Ha! Rad comes in and I had to get to work again. Sigh.

Dinner with A at iHOP. I had chicken and waffles and a salad. And the root beer float I wanted from In-N-Out. All in all, too much fast food.

Highlight of the con was the awards ceremony. I was allowed to go inside the closed stage area early to set up the tripod and camera. Turned out to be a good spot, I caught a few winners as they came off the stage and got them grinning happily. So happy for them.

After a few pictures at the dance, I declared myself off duty. Not much of a dancer, besides no one asked, heehee. Left at 11pm, well before the best bits.
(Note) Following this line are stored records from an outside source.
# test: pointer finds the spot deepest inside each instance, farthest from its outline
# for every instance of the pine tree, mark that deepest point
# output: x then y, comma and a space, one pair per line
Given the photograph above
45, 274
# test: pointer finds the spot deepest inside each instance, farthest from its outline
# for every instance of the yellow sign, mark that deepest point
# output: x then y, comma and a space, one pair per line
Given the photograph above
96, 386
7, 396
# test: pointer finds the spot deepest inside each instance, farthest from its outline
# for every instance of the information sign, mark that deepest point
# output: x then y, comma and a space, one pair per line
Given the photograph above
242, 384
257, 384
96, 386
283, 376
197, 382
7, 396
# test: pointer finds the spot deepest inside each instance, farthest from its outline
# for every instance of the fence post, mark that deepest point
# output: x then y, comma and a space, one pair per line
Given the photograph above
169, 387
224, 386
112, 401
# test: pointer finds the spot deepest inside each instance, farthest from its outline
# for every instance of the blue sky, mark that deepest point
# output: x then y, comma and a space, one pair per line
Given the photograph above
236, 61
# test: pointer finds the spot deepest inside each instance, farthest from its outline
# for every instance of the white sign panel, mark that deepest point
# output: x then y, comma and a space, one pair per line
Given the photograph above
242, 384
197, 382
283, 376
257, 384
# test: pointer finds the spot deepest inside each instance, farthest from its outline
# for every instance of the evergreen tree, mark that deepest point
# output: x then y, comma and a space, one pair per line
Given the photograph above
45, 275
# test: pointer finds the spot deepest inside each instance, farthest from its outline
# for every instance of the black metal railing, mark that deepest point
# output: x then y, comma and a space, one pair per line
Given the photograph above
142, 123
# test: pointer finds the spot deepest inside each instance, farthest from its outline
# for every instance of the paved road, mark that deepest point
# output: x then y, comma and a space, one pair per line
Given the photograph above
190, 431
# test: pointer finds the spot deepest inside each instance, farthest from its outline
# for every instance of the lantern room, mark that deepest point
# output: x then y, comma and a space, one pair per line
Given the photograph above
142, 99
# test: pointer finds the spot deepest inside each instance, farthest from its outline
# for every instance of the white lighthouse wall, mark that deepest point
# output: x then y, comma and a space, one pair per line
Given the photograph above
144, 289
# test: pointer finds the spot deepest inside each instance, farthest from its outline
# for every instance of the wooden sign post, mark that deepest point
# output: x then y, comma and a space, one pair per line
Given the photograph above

in going places , random words |


Breakfast was from Starbucks opposite the hotel. Needed the energy for the running around today. Special speaker, author auction, author autographs as well as all the sessions. The author auction brought in over $8,000 for the scholarship fund, with 3 authors going for $1,000 (the top bid was $1,050). Needed the early afternoon rest and early dinner of steak at Humperdinks.

Karoke night theme was western so there were many hats, boots and costumes. Singing and dancing. And photography. And whisky. Adrian brought a bottle of Glenfiddich and I brought small bottles of Yamazaki and Hibiki. We were happily drinking away when the hotel intervened and told us off. Guess they only wanted us to buy from their bar. We put the whiskies away in a bag.
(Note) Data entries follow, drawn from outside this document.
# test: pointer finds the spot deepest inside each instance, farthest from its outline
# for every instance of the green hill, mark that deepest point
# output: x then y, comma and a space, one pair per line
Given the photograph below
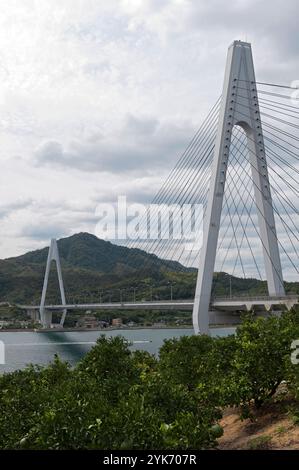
93, 267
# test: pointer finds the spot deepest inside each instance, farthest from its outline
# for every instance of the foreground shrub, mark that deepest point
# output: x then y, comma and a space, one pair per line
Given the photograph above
113, 399
262, 348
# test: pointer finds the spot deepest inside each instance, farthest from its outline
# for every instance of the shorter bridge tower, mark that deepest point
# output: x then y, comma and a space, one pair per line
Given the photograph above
45, 316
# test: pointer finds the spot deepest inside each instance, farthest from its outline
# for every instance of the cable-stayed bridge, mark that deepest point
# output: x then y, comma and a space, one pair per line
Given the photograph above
242, 169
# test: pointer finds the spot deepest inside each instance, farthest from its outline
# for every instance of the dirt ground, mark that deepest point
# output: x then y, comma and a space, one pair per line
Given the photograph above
272, 428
I was pretty wiped out with all the running around. Stayed for the traditional “I Feel Pretty” tribute and left before the end. Was going to shower and sleep but ran into a problem reading my CF card. Panic stations. After an hour, of poking into the card reader with my swiss knife and restarting the mba, it was fixed. Phew. We’re up to 4,500 pics between us so far.

in going places , random words |


The proper start of the conference. Welcome from the Executive Director, welcome to the newbies, then lots of sessions. Very organised — track 1 was master classes, usually with 2 parts; track 2 was panel discussions and track 3 chats and readings. A and I decided that we’d both try to go to all sessions to get maximum chance of getting good pictures. The one challenge was that tracks 1 and 3 were at lobby level but track 2 was up at the top floor. Lots of riding up and down on the lift.

Honestly, I couldn’t remember which sessions were which. Some I stayed longer, some I just stayed long enough to take enough pictures. Lunch was included, sandwich buffet, chips and dessert. Soft drinks were plentiful and constantly in supply.

There were more sessions in the afternoon. I skipped one because I met up with Adrian for our whisky exchange. I got a VAT 69 at DXB and she got me a Blanton’s. We ended up opening the VAT 69, teehee. I love my Blanton’s.


Dinner was at Sue Ellen’s, a small party hosted by Allison and Ro. Had barbeque with lots of sides. Really nice, I went for seconds. I was pretty tired when we got back to the hotel, in bed by 9.30pm.

in going places |


9.30am in the hotel lobby to join a small convoy to pick up boxes from one of the Dallas committee members’ home. The ground committee had been outstanding this year, the first time there was a ground committee. They did so much on the ground stuff, organised airport transportation, sourced great hotels, researched information, and even donated space in their home for boxes to come in the post. It didn’t take long for the boxes to be loaded, transported to the hotel and unloaded.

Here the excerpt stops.